I remember my college days when I probably slept an average of about thirty hours, and by that I mean per week.  And I often sit here and ask myself how I did it.  Working full time, making it to class, only to then finish the overload of homework and projects that get piled on at art school.  It was passion and fire that got me through.  My days weren’t filled with dread or stress and I can’t even recall feeling tired.  I was alive, beautifully magnificently alive.
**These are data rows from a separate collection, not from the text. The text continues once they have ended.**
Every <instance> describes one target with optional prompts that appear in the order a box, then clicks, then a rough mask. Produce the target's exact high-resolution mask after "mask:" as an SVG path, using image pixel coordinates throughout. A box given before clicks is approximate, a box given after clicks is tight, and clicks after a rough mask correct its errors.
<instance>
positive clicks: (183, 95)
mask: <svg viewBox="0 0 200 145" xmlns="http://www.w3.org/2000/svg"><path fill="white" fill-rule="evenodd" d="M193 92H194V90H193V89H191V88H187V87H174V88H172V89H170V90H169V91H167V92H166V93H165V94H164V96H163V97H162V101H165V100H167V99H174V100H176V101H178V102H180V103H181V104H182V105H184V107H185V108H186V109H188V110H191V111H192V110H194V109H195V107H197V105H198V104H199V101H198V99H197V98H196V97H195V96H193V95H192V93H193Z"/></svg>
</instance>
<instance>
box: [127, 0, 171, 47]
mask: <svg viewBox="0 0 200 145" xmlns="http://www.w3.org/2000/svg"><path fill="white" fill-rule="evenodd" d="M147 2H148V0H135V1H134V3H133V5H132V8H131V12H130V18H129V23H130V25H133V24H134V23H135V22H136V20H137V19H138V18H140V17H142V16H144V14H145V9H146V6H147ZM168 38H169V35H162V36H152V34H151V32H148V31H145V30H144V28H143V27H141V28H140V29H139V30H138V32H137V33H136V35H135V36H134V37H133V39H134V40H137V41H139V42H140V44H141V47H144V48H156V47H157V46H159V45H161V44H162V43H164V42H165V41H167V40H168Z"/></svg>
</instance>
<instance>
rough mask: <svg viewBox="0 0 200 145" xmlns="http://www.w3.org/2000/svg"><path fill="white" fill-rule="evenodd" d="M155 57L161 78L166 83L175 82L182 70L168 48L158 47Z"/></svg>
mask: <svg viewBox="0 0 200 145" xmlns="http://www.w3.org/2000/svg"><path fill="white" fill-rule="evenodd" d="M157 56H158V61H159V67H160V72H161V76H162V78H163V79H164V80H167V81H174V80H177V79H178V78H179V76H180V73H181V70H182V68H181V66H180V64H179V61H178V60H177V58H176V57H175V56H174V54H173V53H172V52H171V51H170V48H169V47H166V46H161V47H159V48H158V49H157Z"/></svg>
            And folks the flame is ignited again! As if preparing for the World Race isn’t a handful and a half already, God placed another tug on my heart.  So yet again I answered with a yes and am taking on the responsibility of my church’s youth ministry from now until I go.  And when I say taking on I mean headstrong because I give my all even when I think there is nothing left.  I want to revive the youth, I want to turn them from luke warm to hot coals, I want to teach them what it is like to live as the salt and light that God created us to be.
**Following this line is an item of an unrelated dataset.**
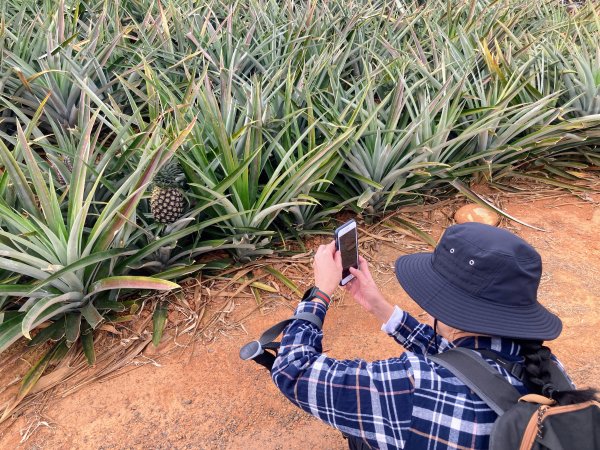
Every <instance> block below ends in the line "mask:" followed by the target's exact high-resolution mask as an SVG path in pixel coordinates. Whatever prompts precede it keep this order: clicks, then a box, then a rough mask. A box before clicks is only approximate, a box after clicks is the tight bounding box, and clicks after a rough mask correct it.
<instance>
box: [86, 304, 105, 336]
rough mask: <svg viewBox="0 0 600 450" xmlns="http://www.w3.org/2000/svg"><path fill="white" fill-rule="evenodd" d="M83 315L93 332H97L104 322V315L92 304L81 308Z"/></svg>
mask: <svg viewBox="0 0 600 450" xmlns="http://www.w3.org/2000/svg"><path fill="white" fill-rule="evenodd" d="M81 314H83V317H85V320H86V321H87V323H88V324H89V325H90V327H92V329H93V330H95V329H96V327H97V326H98V325H100V323H101V322H102V321H103V320H104V318H103V317H102V315H101V314H100V313H99V312H98V310H97V309H96V308H95V307H94V305H92V304H91V303H88V304H87V305H85V306H84V307H83V308H81Z"/></svg>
            I have high hopes and faith in expanding the amount of young teens and adults that attend my church.  I want to seek evangelism fervently.  I will pour my heart out into the amazing kids that we have in our Sunday school now, and then I will go into our community with them and pray for miracles.  These kids don’t know it yet but they hold a big place in my heart already.  I want to show them that God wants us to lead exciting lives.  And I want to leave a youth fellowship behind that is so strong it continues to prosper after I launch and until I come back eleven months after.
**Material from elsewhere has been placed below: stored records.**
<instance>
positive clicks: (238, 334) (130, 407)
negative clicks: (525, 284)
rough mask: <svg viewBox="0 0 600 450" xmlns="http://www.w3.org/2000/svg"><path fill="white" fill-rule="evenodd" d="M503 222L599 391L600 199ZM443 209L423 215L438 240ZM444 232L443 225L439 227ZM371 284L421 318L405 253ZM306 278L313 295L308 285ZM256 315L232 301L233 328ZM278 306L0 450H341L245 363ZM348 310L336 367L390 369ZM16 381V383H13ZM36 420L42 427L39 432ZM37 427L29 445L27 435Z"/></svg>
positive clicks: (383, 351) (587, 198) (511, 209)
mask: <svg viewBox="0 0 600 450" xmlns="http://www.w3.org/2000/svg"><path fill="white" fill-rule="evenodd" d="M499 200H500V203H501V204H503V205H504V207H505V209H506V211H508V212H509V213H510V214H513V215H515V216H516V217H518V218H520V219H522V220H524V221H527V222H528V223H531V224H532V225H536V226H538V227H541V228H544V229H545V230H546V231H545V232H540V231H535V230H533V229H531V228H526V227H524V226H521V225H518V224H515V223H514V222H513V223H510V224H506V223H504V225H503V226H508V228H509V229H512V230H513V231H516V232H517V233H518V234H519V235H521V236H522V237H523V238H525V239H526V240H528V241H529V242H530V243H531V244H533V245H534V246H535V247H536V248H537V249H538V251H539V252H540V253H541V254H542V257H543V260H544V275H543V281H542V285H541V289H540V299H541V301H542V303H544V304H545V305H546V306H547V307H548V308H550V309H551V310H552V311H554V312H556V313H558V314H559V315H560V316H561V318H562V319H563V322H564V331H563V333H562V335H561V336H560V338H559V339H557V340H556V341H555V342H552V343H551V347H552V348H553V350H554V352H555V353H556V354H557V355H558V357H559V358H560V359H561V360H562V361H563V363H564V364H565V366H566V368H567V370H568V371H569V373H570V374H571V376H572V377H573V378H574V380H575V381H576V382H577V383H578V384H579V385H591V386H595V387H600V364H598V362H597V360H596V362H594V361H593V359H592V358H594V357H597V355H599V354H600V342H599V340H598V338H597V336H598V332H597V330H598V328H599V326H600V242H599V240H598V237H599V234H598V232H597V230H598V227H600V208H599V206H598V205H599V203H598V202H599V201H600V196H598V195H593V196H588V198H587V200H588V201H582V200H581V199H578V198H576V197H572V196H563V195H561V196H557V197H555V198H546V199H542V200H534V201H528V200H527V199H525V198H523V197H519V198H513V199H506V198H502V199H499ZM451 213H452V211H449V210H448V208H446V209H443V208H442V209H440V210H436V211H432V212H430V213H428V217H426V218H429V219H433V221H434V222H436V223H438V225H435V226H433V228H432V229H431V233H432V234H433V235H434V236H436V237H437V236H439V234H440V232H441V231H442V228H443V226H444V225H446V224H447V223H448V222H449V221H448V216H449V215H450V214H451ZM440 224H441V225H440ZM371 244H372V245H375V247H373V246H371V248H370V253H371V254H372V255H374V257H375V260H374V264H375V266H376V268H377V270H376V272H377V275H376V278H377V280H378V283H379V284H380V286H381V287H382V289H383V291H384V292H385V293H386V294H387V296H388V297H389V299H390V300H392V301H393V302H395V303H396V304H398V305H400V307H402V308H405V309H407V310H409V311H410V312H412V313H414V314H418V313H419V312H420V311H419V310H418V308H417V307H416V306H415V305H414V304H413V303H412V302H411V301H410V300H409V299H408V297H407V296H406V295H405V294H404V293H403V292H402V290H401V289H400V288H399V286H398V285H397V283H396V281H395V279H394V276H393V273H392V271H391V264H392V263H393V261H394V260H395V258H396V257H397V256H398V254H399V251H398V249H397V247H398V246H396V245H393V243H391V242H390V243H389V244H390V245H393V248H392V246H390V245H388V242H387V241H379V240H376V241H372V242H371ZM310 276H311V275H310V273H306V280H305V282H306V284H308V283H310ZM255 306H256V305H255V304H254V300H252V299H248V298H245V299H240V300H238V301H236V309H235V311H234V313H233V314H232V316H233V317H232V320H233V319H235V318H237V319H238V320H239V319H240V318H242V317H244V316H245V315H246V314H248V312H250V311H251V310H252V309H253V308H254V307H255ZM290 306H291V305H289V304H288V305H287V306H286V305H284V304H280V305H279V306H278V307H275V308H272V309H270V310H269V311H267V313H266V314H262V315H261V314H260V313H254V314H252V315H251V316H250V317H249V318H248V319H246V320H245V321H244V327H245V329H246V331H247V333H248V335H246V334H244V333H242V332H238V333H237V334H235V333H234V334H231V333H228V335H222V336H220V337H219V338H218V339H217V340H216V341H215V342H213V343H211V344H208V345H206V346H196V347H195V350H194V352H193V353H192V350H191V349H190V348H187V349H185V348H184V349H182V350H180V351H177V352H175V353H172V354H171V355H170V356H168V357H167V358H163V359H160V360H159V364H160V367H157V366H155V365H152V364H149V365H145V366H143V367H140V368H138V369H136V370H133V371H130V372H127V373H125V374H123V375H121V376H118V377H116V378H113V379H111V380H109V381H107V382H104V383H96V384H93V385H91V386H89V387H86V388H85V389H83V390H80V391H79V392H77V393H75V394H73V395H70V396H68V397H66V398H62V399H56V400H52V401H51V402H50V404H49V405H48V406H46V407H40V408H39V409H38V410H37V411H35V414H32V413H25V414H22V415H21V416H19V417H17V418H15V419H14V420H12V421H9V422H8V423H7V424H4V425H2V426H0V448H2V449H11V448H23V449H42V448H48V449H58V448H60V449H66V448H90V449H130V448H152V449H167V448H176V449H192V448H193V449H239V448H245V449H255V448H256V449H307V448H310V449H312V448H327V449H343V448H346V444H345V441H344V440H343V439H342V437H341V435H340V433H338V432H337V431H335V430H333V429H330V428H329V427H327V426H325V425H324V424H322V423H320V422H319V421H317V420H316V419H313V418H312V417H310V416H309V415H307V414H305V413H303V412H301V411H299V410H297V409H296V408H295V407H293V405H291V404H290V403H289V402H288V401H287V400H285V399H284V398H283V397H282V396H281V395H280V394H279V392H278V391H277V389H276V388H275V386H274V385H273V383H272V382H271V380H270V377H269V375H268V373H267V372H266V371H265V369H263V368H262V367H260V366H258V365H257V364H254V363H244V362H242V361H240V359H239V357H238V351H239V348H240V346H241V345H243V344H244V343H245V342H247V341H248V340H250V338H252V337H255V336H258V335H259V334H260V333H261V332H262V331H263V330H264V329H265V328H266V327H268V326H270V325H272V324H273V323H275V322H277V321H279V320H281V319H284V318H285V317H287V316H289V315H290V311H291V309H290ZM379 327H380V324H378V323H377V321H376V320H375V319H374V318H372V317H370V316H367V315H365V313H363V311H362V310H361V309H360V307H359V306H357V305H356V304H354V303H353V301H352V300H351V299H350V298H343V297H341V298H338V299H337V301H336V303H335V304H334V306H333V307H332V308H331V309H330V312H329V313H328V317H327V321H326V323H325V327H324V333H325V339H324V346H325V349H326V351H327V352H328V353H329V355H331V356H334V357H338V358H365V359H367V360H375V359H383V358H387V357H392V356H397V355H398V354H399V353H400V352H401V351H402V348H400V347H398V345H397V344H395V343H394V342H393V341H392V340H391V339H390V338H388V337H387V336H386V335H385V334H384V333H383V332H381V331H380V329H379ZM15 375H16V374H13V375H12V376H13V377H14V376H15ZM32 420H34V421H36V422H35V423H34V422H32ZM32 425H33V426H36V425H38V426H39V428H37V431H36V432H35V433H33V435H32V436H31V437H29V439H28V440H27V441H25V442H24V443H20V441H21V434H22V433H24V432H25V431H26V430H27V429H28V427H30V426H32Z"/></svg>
            So right now I am not climbing mountains, I have already accomplished that.  Right now I am moving them just as the Spirit is moving in me.  The funny thing is it almost makes perfect sense, God has a funny way of giving you exactly what you need.  I will only be practicing the same kind of selfless love and ministry I will need in the very near future.  Look out world you’ve got a disciple and missionary on the loose.